In Australia, IM was officially introduced to help protect children from abuse and neglect, and women from financial and physical violence in the Northern Territory. The policy targeted Aboriginal communities. Since its introduction, decreasing so-called ‘welfare dependence’ and increasing employment participation have also often been cited as social and economic goals of IM (Deloitte Access Economics 2015; Mendes 2013; Mendes, Waugh and Flynn 2014). While successive Federal Governments have claimed success in meeting these varied goals, it is not possible to determine from existing evaluations whether reported social benefits have been due to IM or other programs and factors.

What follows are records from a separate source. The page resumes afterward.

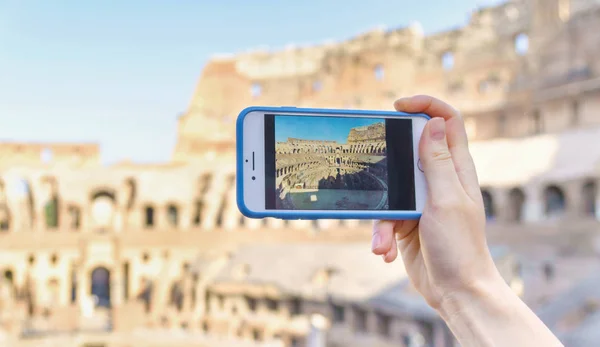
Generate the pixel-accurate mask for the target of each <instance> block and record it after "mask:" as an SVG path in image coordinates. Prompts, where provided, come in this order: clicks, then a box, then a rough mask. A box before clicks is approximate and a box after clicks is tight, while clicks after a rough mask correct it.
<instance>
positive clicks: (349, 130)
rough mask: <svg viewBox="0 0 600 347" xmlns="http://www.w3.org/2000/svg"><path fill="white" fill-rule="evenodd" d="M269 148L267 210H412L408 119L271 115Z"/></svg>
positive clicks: (411, 192) (410, 161) (267, 127)
mask: <svg viewBox="0 0 600 347" xmlns="http://www.w3.org/2000/svg"><path fill="white" fill-rule="evenodd" d="M265 148H266V153H265V154H266V157H265V159H266V160H265V162H266V170H265V172H267V175H266V176H267V177H266V185H265V186H266V192H265V194H266V201H267V209H285V210H390V209H391V210H413V209H414V204H415V203H414V173H413V170H414V164H413V146H412V121H411V120H410V119H385V118H366V117H332V116H292V115H267V116H266V119H265ZM269 153H274V155H269ZM390 186H399V187H404V189H403V191H402V192H399V194H398V196H391V195H390V194H392V195H396V194H395V193H394V192H392V189H391V187H390Z"/></svg>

Further, existing evaluations have raised significant concerns regarding the capacity of IM policies to meet their stated objectives and there have been a range of issues identified with implementation problems and the material and non-material effects of the policy. Despite these concerns, IM continues to be expanded to additional geographical areas across Australia (Cox 2015; Humpage 2016; Mendes 2018; Bielefeld 2014, 2015, 2018a).
The inconclusive evidence-base for compulsory IM schemes suggest that an independent study is well overdue. In particular, more research is needed into social security recipients’ lived experiences of IM, as the voices of those directly impacted by these policies have frequently been lost or ignored in the debate about the costs and benefits of IM. It is important to distinguish between compulsory income management (CIM) and voluntary income management (VIM) for the purpose of this report, as participants in both the compulsory and the voluntary schemes participated in the study. The differences in their experience of IM is one of the issues explored in the report.